保存方法の基本的な手段は紙書類です。従来は帳票を印刷し紙で保管しなければならず、また、PDFファイルなどの電子データも印刷して保存することが必要でした。

ただし1998年に制定された電子帳簿保存法によって、特定の条件下では書類の電子データでの保存が認められます。しかし税務署の事前承認など、条件の厳しさの面で課題がありました。

2022年には、電子データでの保存がより容易になるように条件が緩和されました。これからは電子データによる帳票の保存が一層進んでいくでしょう。電子帳票にシフトしていく中で、タブレットなどのデバイスを活用することが必要となります。

タブレット対応電子帳票システム

電子帳票システムを活用するには、タブレット対応型が便利です。タブレットは持ち運びが便利なため外出先でも帳票を更新できるほか、視認性が良いためデータ一覧が見やすいメリットがあります。

電子帳票システムの機能面と注意点を解説します。

電子帳票システムの機能

電子帳票システムでは紙の帳票をスキャンしたり、メールで受け取ったりすることを通じてPDFファイルとして保存・管理します。これにより、膨大なデータの中から特定の帳票を素早く検索可能です。従来のように紙の書類を手作業で探す必要がありません。

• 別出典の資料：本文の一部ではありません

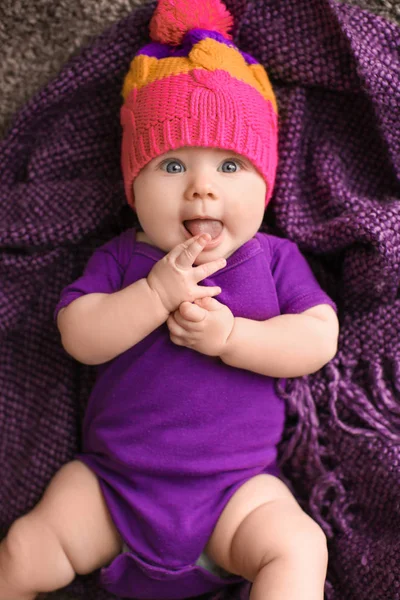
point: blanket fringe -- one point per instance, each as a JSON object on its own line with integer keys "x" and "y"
{"x": 368, "y": 408}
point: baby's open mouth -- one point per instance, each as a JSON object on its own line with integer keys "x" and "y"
{"x": 211, "y": 226}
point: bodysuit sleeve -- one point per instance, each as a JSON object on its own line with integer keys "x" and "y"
{"x": 296, "y": 286}
{"x": 103, "y": 272}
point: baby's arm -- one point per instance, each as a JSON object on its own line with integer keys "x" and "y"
{"x": 289, "y": 345}
{"x": 97, "y": 327}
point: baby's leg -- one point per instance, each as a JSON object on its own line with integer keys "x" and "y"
{"x": 264, "y": 536}
{"x": 70, "y": 531}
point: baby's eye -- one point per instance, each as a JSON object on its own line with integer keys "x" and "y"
{"x": 172, "y": 166}
{"x": 230, "y": 166}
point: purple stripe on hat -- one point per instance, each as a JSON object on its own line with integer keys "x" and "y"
{"x": 194, "y": 36}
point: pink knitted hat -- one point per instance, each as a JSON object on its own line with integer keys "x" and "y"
{"x": 193, "y": 87}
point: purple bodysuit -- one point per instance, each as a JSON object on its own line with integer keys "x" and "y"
{"x": 172, "y": 433}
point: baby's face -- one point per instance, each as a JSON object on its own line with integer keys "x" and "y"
{"x": 200, "y": 190}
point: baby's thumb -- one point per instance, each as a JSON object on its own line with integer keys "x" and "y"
{"x": 209, "y": 303}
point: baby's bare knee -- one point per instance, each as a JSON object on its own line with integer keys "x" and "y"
{"x": 301, "y": 540}
{"x": 33, "y": 558}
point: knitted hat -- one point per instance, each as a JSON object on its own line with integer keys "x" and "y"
{"x": 193, "y": 87}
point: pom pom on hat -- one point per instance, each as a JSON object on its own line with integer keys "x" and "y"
{"x": 172, "y": 19}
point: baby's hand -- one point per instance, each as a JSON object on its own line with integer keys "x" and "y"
{"x": 204, "y": 326}
{"x": 175, "y": 279}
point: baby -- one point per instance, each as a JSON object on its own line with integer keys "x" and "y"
{"x": 191, "y": 318}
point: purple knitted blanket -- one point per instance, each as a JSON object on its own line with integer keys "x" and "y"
{"x": 336, "y": 70}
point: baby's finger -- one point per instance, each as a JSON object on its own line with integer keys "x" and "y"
{"x": 190, "y": 250}
{"x": 174, "y": 327}
{"x": 210, "y": 304}
{"x": 203, "y": 291}
{"x": 191, "y": 312}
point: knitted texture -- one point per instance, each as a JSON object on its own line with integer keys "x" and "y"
{"x": 199, "y": 91}
{"x": 335, "y": 70}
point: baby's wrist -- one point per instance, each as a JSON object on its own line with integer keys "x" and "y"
{"x": 229, "y": 345}
{"x": 157, "y": 301}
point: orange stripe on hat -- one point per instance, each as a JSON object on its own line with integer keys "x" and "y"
{"x": 207, "y": 54}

さらに電子帳票システムは、アクセス制限やデータの保護などのセキュリティ機能を搭載しています。ユーザーごとのアクセス権限を設定し、機密性や情報の漏えいを防げるでしょう。

また、他のシステムとの連携機能を持っています。例えば、CSVファイルなどを介して外部システムからデータを取り込み、自動的に帳票への反映が可能です。そのため手作業の手間を軽減し、データの正確性を向上させられるでしょう。

電子帳票システムの注意点

帳票には企業の重要なデータが含まれているため、データの漏えいや不正アクセスからの保護が重要です。適切なアクセス制御やデータの暗号化などの対策を実施し、情報の機密性を確保します。

まず、電子帳票システムはオンライン上で利用されるため、ネットワークセキュリティの確保が必要です。ファイアウォールや侵入検知システムなどを使用して、外部からの不正アクセスや攻撃を防がなければいけません。

また、電子帳票システム自体にもセキュリティ対策はされていますが、使用するパソコンやタブレット自体もセキュリティ対策が必要です。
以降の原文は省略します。